Babies spoon-fed purée more likely to be obese: report

British Researchers have published findings that babies who are fed pureed food rather than solid finger foods are more likely to be obese.

The researchers from the University of Nottingham in Central England followed 155 children and studied the links between the foods they were fed and their obesity rates.

The "Baby Knows Best"? report, published in the BMJ Open Journal, was conducted on children between 20 months and six years old who were fed by their parents who recorded responses to 151 different foods.

The 63 who were spoon fed pureed food were more likely to be obese and also developed a “significantly increased liking for carbohydrates,” while the 92 who were weaned on finger foods and fed themselves ate less and preferred sweeter-tasting foods.

"Our results suggest that infants weaned through the baby-led approach learn to regulate their food intake in a manner which leads to a lower BMI [body mass index] and a preference for healthy foods like carbohydrates," the researchers wrote.

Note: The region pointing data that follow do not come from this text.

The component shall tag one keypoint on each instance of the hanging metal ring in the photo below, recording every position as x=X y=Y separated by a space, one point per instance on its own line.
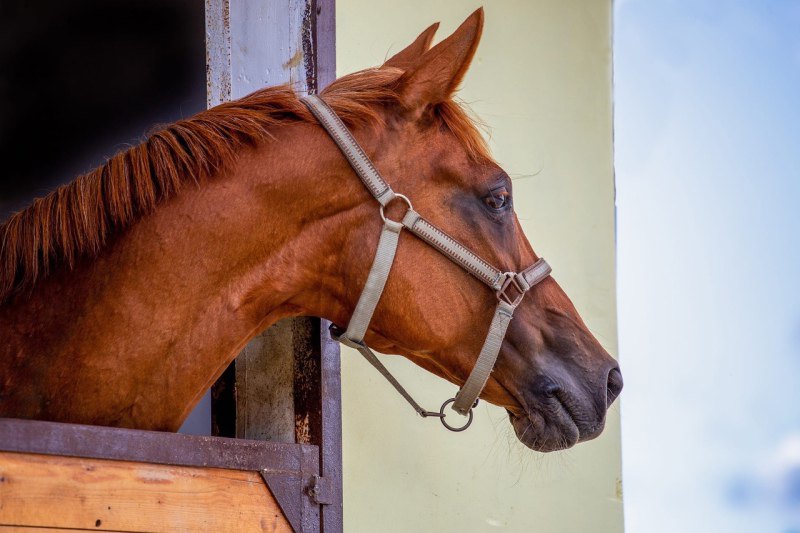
x=454 y=428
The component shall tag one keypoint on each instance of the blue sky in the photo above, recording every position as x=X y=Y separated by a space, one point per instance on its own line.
x=707 y=135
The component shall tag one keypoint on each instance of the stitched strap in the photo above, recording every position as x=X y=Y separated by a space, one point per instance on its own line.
x=376 y=281
x=350 y=148
x=370 y=356
x=510 y=287
x=454 y=250
x=477 y=379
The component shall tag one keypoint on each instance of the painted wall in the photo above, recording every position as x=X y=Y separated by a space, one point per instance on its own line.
x=542 y=82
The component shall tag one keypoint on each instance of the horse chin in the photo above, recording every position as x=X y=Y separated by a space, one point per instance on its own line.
x=557 y=431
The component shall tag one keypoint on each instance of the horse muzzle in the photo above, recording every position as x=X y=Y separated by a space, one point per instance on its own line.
x=558 y=413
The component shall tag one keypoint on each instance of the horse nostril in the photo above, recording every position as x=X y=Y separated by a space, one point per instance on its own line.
x=614 y=386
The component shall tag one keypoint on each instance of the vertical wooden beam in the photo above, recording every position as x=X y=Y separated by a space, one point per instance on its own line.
x=286 y=384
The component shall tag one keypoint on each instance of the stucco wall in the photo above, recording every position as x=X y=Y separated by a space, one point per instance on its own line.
x=542 y=82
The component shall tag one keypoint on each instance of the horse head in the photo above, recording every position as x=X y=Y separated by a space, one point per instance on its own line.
x=552 y=376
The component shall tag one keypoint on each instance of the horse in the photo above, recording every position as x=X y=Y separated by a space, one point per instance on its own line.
x=125 y=293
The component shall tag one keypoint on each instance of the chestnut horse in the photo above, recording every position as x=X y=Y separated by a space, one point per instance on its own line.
x=125 y=293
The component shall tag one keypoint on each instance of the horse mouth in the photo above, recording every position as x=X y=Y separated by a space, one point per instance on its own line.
x=549 y=428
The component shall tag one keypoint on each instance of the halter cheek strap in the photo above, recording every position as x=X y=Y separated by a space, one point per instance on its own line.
x=509 y=287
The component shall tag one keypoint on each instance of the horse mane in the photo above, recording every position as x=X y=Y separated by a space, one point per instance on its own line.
x=77 y=219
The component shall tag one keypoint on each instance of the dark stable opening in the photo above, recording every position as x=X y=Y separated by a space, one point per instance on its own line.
x=83 y=79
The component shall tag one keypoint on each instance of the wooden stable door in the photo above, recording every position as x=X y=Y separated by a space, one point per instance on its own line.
x=281 y=398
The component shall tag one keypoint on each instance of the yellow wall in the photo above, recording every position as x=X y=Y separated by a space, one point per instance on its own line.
x=542 y=81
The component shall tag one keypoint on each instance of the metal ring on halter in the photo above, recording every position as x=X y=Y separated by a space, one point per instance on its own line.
x=448 y=426
x=396 y=196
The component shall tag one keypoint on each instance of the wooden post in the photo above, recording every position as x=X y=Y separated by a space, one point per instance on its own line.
x=285 y=385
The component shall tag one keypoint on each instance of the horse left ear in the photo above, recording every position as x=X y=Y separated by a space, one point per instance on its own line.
x=411 y=53
x=434 y=77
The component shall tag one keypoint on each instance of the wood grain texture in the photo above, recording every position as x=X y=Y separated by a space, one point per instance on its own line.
x=54 y=492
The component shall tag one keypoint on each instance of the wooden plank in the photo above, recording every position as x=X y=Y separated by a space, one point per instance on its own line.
x=100 y=495
x=36 y=529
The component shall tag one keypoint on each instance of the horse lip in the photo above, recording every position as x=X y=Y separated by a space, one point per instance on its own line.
x=561 y=415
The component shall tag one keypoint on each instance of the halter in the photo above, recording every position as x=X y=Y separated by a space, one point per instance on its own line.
x=509 y=287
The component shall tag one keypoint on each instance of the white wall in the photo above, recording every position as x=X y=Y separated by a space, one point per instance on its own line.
x=542 y=81
x=707 y=98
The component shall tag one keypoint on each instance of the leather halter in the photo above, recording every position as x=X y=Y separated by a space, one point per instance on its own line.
x=509 y=287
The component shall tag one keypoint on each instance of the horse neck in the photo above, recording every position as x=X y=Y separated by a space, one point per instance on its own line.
x=169 y=303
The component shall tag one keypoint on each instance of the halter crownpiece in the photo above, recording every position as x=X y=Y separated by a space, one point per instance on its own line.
x=509 y=287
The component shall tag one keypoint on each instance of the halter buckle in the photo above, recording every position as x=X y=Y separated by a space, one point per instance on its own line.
x=511 y=291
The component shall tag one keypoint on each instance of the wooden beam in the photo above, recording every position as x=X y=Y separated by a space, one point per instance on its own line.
x=41 y=491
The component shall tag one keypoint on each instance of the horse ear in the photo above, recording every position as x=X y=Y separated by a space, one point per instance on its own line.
x=434 y=77
x=408 y=55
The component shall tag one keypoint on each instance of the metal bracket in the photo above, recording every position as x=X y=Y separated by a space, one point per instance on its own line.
x=320 y=490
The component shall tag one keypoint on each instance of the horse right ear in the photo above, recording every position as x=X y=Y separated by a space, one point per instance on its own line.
x=433 y=78
x=409 y=55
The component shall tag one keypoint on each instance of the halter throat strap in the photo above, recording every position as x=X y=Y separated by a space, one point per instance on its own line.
x=509 y=287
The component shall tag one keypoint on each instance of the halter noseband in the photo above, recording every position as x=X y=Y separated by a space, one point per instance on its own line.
x=510 y=287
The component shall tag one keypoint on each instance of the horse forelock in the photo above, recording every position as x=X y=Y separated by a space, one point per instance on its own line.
x=77 y=218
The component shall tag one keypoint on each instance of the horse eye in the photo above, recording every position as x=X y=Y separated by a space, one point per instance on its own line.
x=498 y=199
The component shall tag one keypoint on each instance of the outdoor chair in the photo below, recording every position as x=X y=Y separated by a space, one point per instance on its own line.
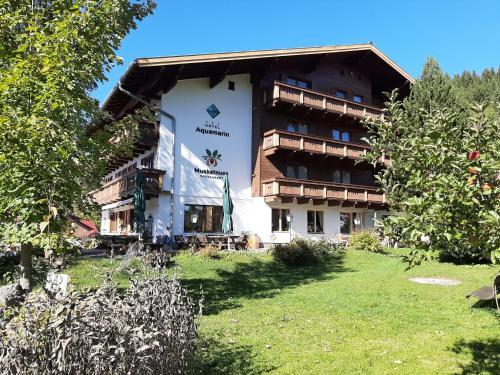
x=487 y=293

"This has implications for combating the well-documented rise of obesity in contemporary societies."

The researchers believe the findings indicate that when a child is able to regulate their own food intake, they do not overeat as much and they develop a taste for "foods that form the building blocks of healthy nutrition, such as carbohydrates."

“Children weaned using the baby-led method are more likely to encounter carbohydrates in their whole food format earlier than spoon-fed children as these foods are ideal early finger foods (eg, toast and pitta breads) so age of introduction may impact on behaviour,” the report said.

“However, our data show that exposure per se did not influence preference for carbohydrates, so another factor must be driving preference here.

"Presenting carbohydrates to infants in their whole food format, such as toast, rather than a pureed form may highlight awareness of perceptual features (such as texture) that is masked when food is pureed.”

The research did find, however, that the ‘baby-led approach’ did produce a higher chance of babies being underfed than the spoon fed group and more research is necessary to expand on the findings and their impacts.